For each set of products, the program prints on the standard output the profit of an optimal selling schedule for the set. Each result is printed from the beginning of a separate line.

Sample Input

4 50 2 10 1 20 2 30 1

7 20 1 2 1 10 3 100 2 8 2
5 20 50 10

Sample Output

80
185

Hint

The sample input contains two product sets. The first set encodes the products from table 1. The second set is for 7 products.
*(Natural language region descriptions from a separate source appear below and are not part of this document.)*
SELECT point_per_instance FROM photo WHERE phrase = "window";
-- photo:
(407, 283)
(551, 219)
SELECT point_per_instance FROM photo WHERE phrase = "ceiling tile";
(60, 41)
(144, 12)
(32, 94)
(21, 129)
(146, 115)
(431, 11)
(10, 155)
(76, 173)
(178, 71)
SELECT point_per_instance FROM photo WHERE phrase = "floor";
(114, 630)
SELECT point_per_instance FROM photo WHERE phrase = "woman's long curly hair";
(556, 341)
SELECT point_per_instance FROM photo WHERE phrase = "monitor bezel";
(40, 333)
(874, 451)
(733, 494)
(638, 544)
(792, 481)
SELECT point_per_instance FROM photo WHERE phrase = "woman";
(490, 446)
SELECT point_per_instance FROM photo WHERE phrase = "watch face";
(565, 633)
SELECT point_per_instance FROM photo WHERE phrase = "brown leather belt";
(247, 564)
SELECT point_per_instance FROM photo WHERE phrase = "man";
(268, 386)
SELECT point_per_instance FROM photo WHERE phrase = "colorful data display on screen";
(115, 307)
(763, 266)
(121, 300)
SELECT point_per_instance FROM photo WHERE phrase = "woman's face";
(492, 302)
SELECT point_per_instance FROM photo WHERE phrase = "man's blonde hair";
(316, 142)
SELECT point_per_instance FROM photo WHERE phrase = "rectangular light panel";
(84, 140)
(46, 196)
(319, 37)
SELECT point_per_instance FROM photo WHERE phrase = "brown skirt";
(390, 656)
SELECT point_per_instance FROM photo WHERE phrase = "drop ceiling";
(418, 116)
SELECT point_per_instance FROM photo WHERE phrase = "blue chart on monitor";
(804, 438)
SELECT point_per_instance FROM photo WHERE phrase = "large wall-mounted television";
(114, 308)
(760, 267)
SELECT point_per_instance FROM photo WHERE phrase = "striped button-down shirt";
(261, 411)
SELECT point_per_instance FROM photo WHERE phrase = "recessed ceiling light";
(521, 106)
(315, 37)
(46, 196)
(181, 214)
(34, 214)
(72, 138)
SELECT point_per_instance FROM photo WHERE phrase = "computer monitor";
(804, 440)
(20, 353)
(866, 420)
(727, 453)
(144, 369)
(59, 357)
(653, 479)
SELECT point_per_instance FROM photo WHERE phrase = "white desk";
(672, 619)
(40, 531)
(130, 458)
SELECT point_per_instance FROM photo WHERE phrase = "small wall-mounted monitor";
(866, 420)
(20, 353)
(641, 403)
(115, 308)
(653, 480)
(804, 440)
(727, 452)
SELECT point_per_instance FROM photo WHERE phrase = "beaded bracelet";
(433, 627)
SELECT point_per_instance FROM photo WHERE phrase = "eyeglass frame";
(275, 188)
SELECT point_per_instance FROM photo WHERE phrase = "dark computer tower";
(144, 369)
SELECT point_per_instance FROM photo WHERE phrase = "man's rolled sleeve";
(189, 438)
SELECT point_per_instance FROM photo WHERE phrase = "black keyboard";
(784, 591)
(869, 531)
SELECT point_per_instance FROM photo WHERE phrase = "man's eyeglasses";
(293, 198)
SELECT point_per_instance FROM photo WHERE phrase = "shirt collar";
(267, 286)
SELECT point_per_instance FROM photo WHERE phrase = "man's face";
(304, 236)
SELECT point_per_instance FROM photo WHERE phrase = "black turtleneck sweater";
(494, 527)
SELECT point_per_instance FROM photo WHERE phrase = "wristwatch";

The profit of an optimal schedule for these products is 185.

Method 1:

#pragma warning (disable:4996)
#include <iostream>
#include <algorithm>
#include <iomanip>
#include <cstring>
#include <cstdio>
#include <cmath>
#include <queue>
#include <vector>
#include <set>
#define inf 0X7f7f7f7f
using namespace std;
typedef long long ll;
typedef unsigned long long ull;
const int maxn = 1e4 + 10;

struct Good
{
	int p;
	int d;
};
priority_queue<Good> q;
bool operator<(Good x, Good y)
{
	return x.p > y.p;
}

Good s[maxn];
bool cmp(Good x, Good y)
{
	return x.d < y.d;
}

int n, ans;

int main()
{
	while (scanf("%d", &n) != EOF)
	{
		ans = 0;
		for (int i = 1; i <= n; i++)
			scanf("%d%d", &s[i].p, &s[i].d);
		sort(s + 1, s + n + 1, cmp);
		for (int i = 1; i <= n; i++)
			if (q.size() == s[i].d)
			{
				if (q.empty() || s[i].p > q.top().p)
				{
					q.pop();
					q.push(s[i]);
				}
			}
			else if (q.size() < s[i].d)
				q.push(s[i]);
				while (!q.empty())
		{
			ans += q.top().p;
			q.pop();
		}
		printf("%d\n", ans);
	}
	return 0;
}

Ideas:
greedy, every day to sell the most profitable to sell the commodity currently.
The goods from small to large order in accordance with the expiration time into an array, while maintaining a top of the heap is the maximum profit commodity binary heap.
Through the array, if no time is expired, you can sell the merchandise into the stack; if the current time expired goods, (since commodities are within the stack before that time can be sold), the before replacing the most profitable commodity.
Thus, the binary heap rest of the commodity is the ability to sell merchandise.

Method 2:

#pragma warning (disable:4996)
#include <iostream>
#include <algorithm>
#include <iomanip>
#include <cstring>
#include <string>
#include <cstdio>
#include <cmath>
#include <vector>
#include <stack>
#include <queue>
#include <set>
#include <map>
#define inf 0X3f3f3f3f
using namespace std;
typedef long long ll;
typedef unsigned long long ull;
const int maxn = 1e4 + 5;

int fa[maxn];//天数

void initial(int n)
{
	for (int i = 1; i <= n; i++)
	{
		fa[i] = i;
	}
}

int get(int x)
{
	if (x == fa[x])
		return x;
	return fa[x] = get(fa[x]);
}

void merge(int x, int y)
{
	fa[get(x)] = get(y);
}

struct Good
{
	int p;
	int d;
};
Good s[maxn];
bool cmp(Good x, Good y)
{
	return x.p > y.p;
}
int n, ans;
bool v[maxn];

int main()
{
	while (scanf("%d", &n) != EOF)
	{
		ans = 0;
		int day = 0;
		for (int i = 1; i <= n; i++)
		{
			scanf("%d%d", &s[i].p, &s[i].d);
			day = max(day, s[i].d);
		}
		sort(s + 1, s + n + 1, cmp);
		initial(day);
		for (int i = 1; i <= n; i++)
		{
			int t = get(s[i].d);
			if (t > 0)
			{
				ans += s[i].p;
				fa[t] = get(t - 1);
			}
		}
		printf("%d\n", ans);
	}
	return 0;
}

Ideas:
greedy, priority to sell the largest commodity profits, and sell the latest time, it will eventually be able to get the maximum profit.
With disjoint-set to maintain the number of days, we will have to sell commodities consecutive time in one collection. In this way, every time and can be set to find the latest time check unsold goods.